On dit qu’il faut couler les exécrables choses
Dans le puits de l’oubli et au sépulchre encloses,
Et que par les escrits le mal ressuscité
Infectera les mœurs de la postérité ;
Mais le vice n’a point pour mère la science,
Et la vertu n’est pas fille de l’ignorance.

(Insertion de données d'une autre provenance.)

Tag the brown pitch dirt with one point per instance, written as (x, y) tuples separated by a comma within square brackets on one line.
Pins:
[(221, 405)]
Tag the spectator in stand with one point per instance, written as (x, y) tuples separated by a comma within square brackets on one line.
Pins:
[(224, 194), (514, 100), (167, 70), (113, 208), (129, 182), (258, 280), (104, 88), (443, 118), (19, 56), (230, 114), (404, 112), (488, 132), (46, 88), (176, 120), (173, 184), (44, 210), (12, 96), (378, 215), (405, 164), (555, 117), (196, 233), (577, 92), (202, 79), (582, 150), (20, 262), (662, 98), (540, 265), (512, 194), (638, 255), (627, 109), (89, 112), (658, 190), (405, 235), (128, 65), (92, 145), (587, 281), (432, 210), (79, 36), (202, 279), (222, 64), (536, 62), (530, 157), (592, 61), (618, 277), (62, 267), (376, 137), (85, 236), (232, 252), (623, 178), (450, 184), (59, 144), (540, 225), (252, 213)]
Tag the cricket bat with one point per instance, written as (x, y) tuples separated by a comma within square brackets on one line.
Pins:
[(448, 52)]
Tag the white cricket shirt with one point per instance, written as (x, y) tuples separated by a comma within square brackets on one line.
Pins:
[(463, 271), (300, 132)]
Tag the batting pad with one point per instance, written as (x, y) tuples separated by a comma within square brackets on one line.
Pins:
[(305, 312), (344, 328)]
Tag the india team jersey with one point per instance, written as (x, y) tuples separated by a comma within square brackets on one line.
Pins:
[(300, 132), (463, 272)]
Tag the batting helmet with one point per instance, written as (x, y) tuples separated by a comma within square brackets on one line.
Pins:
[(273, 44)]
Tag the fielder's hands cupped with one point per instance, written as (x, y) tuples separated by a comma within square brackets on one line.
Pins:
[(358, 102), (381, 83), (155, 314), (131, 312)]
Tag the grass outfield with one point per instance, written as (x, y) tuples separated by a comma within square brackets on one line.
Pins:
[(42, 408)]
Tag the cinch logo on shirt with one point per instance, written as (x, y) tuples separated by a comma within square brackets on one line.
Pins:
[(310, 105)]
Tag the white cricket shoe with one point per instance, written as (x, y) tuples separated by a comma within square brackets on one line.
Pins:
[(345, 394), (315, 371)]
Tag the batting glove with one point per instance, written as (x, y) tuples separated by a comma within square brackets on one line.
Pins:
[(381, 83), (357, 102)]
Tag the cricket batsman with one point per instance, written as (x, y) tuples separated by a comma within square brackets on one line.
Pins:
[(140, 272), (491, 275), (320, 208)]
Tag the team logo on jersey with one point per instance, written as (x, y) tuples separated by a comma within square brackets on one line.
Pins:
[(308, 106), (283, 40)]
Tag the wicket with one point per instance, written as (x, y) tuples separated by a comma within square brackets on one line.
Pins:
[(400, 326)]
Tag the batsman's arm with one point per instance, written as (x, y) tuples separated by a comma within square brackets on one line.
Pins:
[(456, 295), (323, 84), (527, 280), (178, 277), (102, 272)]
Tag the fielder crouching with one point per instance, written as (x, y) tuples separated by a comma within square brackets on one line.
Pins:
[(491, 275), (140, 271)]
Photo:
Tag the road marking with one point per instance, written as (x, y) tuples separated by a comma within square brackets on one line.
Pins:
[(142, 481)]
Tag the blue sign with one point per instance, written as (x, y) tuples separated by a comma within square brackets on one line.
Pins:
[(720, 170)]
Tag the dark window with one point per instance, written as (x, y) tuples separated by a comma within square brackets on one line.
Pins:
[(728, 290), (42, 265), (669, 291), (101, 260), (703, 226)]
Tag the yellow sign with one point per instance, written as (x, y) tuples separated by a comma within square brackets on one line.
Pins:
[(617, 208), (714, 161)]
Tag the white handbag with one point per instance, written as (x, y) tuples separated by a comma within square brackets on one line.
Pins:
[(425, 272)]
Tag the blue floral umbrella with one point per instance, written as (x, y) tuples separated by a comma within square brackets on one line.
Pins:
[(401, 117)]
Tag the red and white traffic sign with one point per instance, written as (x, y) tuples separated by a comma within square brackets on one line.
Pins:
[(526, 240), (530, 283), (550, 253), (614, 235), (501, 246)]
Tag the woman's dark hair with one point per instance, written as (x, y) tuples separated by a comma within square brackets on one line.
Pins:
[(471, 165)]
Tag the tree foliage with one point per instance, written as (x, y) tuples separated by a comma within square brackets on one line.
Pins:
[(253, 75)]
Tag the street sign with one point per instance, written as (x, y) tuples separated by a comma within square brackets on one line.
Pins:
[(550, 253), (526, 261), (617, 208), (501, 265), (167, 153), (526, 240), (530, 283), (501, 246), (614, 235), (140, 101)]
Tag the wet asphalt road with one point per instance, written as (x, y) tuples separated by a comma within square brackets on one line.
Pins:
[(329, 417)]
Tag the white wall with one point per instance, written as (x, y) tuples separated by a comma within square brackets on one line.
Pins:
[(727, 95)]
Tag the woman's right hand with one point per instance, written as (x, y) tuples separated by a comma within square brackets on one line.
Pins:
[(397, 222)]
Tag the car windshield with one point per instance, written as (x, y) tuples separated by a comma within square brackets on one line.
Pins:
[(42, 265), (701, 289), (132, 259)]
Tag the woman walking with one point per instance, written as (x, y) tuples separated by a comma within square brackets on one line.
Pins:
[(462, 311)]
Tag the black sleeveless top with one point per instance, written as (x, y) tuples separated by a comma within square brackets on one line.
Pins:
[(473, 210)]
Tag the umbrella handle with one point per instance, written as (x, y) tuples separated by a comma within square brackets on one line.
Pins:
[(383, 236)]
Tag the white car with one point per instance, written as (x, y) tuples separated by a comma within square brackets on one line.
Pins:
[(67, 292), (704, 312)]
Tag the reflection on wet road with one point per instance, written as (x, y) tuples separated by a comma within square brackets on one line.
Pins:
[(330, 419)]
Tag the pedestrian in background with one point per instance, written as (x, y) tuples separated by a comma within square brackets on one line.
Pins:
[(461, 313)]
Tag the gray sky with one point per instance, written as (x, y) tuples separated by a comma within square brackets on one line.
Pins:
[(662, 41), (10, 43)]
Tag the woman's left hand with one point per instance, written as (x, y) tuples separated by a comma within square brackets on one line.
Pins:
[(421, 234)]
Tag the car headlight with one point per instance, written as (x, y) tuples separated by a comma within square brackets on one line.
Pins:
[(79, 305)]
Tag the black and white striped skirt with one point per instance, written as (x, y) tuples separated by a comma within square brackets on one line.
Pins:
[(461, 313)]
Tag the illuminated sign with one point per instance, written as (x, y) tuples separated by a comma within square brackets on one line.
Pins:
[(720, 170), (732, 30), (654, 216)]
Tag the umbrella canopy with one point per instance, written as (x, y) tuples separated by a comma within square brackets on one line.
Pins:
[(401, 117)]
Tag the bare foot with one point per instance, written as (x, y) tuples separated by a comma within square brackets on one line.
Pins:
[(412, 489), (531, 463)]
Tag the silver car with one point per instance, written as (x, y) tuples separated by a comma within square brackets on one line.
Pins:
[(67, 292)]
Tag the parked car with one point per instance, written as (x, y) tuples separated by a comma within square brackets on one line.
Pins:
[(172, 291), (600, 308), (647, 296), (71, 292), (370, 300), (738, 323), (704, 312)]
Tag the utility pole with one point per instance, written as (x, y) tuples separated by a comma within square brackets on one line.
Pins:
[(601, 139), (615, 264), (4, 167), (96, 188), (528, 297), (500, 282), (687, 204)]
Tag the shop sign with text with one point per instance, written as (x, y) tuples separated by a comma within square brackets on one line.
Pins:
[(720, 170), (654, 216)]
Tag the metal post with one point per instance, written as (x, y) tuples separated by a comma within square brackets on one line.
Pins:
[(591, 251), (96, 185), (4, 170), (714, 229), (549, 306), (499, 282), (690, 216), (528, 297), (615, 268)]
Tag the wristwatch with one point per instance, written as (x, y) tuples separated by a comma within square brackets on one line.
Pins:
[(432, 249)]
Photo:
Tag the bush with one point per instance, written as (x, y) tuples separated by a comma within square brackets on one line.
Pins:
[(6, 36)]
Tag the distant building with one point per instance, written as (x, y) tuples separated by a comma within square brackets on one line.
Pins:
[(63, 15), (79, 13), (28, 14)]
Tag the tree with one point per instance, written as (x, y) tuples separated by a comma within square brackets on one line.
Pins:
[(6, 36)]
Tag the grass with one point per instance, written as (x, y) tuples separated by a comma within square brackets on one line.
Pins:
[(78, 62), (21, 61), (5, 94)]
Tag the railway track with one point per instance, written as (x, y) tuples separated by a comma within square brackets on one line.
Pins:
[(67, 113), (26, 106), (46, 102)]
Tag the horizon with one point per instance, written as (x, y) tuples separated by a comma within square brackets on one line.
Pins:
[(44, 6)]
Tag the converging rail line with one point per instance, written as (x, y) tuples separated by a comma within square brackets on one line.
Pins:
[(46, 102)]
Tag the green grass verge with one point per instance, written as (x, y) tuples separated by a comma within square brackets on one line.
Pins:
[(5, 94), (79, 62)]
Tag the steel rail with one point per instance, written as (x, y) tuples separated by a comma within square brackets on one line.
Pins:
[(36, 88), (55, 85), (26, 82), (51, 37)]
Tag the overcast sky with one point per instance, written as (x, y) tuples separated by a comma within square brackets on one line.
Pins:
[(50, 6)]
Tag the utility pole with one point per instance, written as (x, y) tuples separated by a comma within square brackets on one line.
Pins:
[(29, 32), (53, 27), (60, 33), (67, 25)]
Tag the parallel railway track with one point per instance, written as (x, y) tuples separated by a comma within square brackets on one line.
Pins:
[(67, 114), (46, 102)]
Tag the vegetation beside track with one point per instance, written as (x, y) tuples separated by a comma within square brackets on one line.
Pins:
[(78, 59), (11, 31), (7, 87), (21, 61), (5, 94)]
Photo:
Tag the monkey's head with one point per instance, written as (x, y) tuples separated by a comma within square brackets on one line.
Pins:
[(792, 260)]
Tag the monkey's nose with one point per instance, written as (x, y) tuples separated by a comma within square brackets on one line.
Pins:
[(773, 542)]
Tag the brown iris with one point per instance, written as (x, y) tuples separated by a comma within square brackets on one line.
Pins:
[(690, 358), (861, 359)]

(Théodore Agrippa d’Aubigné.)



I.

AU LECTEUR.

 
La sottise, l’erreur, le péché, la lésine
Occupent nos esprits et travaillent nos corps,
Et nous alimentons nos aimables remords,
Comme les mendians nourrissent leur vermine.

Nos péchés sont têtus, nos repentirs sont lâches ;
Nous nous faisons payer grassement nos aveux,
Et nous rentrons gaîment dans le chemin bourbeux,
Croyant par de vils pleurs laver toutes nos taches.

  1. En publiant les vers qu’on va lire, nous croyons montrer une fois de plus combien l’esprit qui nous anime est favorable aux essais, aux tentatives dans les sens les plus divers. Ce qui nous paraît ici mériter l’intérêt, c’est l’expression vive et curieuse même dans sa violence de quelques défaillances, de quelques douleurs morales que, sans les partager ni les discuter, on doit tenir à connaître comme un des signes de notre temps. Il nous semble d’ailleurs qu’il est des cas où la publicité n’est pas seulement un encouragement, où elle peut avoir l’influence d’un conseil utile, et appeler le vrai talent à se dégager, à se fortifier, en élargissant ses voies, en étendant son horizon.